The dearth of data regarding resistance to F. circinatum constrains our capacity to strategically deploy resources and enhance tolerance, which has not been a primary focus for breeding populations of P. sylvestris. As certain groups have explored the potential benefits of employing genomic tools to characterize pitch canker tolerance in other pine species, these analyses could be effectively integrated into P. sylvestris breeding programs to enhance tolerance [25,30,31].

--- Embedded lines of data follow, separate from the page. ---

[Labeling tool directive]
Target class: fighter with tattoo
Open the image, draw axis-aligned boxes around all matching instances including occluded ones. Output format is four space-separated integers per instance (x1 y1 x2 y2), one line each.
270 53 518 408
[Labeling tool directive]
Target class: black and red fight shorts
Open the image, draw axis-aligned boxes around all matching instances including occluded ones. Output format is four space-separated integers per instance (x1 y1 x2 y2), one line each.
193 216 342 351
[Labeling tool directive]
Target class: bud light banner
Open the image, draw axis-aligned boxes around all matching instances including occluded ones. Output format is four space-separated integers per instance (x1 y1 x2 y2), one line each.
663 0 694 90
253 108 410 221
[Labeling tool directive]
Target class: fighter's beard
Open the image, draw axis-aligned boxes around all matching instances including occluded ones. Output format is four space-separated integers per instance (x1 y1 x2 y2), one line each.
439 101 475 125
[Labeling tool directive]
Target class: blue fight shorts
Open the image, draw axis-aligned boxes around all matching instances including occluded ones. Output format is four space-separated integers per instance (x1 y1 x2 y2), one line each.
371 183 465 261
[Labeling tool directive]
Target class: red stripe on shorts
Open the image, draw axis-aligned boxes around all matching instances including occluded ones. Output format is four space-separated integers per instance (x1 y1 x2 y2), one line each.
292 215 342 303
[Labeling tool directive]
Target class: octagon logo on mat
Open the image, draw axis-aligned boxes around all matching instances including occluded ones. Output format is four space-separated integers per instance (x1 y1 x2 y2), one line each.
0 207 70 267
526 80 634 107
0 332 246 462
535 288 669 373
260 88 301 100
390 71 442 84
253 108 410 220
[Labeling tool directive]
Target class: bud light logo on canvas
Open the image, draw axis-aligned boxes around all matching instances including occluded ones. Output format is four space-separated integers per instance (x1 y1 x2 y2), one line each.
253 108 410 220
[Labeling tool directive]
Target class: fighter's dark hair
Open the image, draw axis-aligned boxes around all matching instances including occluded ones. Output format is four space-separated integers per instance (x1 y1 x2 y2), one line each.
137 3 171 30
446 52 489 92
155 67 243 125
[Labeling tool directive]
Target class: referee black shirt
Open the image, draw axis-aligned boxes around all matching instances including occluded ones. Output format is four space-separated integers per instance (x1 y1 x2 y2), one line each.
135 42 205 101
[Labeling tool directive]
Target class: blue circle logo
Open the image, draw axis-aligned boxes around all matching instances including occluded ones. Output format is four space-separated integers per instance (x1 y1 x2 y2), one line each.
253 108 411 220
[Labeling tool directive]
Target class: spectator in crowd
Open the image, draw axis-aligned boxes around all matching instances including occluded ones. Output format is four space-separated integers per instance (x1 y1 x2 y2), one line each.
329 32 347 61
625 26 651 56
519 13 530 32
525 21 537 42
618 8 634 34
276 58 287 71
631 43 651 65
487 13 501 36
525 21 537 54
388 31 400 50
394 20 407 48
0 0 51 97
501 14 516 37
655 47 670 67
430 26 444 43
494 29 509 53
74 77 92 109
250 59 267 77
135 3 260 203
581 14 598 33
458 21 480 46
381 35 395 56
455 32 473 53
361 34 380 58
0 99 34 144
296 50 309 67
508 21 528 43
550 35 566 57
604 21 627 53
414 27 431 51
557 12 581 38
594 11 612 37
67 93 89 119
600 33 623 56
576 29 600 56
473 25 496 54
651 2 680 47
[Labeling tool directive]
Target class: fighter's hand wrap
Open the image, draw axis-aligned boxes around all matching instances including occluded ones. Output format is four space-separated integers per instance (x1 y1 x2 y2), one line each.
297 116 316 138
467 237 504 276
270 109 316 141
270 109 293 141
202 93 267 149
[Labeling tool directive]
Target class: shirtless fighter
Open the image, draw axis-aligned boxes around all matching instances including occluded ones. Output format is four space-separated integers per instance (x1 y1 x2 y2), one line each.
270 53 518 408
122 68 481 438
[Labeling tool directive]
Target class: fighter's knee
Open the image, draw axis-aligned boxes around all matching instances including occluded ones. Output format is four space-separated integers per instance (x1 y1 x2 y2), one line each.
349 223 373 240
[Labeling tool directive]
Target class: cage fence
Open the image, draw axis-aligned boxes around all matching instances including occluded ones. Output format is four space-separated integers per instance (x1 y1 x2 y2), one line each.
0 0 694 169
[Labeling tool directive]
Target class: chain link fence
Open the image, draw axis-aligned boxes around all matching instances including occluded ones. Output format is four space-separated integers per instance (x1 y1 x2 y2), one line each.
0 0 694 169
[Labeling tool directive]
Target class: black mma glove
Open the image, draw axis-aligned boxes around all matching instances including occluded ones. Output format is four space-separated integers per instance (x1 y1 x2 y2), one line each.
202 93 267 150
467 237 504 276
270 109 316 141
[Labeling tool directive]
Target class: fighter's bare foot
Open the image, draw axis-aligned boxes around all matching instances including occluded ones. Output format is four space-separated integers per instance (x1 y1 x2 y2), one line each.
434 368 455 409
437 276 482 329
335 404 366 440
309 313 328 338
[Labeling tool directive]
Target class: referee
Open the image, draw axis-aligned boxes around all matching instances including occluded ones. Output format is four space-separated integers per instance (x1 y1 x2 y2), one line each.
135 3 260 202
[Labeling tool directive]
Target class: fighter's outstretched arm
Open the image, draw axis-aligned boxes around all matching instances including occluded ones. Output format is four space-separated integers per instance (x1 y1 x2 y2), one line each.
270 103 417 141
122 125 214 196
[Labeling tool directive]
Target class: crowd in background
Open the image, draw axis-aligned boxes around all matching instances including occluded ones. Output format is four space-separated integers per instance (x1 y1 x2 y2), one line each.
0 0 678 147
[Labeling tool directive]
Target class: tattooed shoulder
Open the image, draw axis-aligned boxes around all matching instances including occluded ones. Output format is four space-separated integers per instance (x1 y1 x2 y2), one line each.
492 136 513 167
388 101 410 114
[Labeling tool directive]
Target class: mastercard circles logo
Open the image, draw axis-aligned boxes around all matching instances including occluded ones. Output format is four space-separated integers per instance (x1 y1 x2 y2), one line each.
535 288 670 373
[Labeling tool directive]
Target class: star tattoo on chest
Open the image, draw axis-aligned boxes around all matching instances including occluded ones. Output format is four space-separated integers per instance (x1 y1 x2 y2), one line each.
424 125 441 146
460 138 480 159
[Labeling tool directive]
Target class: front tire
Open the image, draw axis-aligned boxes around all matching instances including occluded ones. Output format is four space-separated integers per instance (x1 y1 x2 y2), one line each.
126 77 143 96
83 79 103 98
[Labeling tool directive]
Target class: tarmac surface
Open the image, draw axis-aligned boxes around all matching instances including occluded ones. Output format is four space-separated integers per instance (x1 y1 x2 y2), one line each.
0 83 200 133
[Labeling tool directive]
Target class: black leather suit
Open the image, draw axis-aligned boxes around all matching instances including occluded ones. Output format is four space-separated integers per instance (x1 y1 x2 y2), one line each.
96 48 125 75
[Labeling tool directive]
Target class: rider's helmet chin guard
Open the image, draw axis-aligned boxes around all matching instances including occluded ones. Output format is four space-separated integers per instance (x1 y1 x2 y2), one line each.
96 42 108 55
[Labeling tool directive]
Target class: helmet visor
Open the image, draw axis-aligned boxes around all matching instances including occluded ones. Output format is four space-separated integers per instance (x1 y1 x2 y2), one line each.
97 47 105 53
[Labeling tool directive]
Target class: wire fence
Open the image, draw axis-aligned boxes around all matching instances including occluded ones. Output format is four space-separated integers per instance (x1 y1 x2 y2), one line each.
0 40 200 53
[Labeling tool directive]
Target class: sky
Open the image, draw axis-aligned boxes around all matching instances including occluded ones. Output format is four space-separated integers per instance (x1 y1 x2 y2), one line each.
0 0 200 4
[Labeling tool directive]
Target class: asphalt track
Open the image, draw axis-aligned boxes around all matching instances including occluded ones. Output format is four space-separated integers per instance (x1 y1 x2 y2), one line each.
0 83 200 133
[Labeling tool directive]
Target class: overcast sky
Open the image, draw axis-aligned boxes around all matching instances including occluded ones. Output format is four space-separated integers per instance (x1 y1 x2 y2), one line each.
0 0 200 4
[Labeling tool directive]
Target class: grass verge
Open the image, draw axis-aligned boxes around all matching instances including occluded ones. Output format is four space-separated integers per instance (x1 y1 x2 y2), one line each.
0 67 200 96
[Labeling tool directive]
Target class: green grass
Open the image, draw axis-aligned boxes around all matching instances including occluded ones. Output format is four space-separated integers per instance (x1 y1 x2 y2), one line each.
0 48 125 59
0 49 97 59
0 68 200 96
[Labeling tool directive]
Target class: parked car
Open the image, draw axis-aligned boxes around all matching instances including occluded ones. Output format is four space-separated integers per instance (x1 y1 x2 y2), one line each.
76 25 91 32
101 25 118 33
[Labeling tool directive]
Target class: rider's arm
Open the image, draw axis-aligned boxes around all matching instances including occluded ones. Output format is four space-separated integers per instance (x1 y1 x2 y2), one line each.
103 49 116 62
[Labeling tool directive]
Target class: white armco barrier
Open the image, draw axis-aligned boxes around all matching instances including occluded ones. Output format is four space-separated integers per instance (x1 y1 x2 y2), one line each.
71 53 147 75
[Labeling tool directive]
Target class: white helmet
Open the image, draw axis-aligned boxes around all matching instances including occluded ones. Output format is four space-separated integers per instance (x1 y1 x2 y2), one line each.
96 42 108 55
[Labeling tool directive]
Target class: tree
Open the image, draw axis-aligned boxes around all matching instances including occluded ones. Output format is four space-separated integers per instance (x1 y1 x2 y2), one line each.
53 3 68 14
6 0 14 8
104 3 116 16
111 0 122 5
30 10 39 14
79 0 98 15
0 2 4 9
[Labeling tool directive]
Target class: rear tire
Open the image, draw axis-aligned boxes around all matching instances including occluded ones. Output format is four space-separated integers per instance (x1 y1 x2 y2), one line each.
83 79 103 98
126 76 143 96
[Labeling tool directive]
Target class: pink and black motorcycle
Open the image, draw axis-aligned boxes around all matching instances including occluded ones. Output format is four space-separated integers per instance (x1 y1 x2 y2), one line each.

Despite these observations, it is crucial to recognize that most tests and experiments involving invasive quarantine pathogens like F. circinatum, which rely on greenhouse inoculation data, require further validation. In both nursery and stand environments, multiple pathogens affecting roots, collars, foliage, and vasculature may coexist with F. circinatum [8]. While our data are preliminary, it is conceivable that the results could be influenced by volatiles or other compounds in plants or soil that enhance seedling or tree growth [29,30]. Therefore, considering the unique characteristics of Lithuanian provenance, along with the inherent resistance observed in certain seedlings from two Polish provenances and the variation in susceptibility observed in previous studies, our findings imply potential considerations for future genetic breeding programs of P. sylvestris. In future investigations, expanding the scope to include more varieties from other Eastern European countries would be beneficial. The high susceptibility of P. sylvestris underscores the potential threat of F. circinatum establishment in Eastern and Northern Europe, underscoring the serious risks associated with its introduction to Poland, Ukraine, and Lithuania.

5. Conclusions

In conclusion, our study provides valuable insights into the susceptibility of Polish, Lithuanian, and Ukrainian provenances of Scots pine (Pinus sylvestris) to F. circinatum. The findings suggest a high vulnerability of the tested pine provenances, as evidenced by the significant mortality rates observed among all provenances at 180 days after inoculation, ranging from 60% to 70%. However, pine seedlings from a Lithuanian provenance exhibited a notably lower mortality rate (48%), highlighting the importance of continued investigations to understand and mitigate the impact of this pathogen on forest ecosystems. Our results underscore the urgent need for proactive measures to manage the risk of F. circinatum introduction and spread, particularly in nursery settings where its global dissemination is plausible.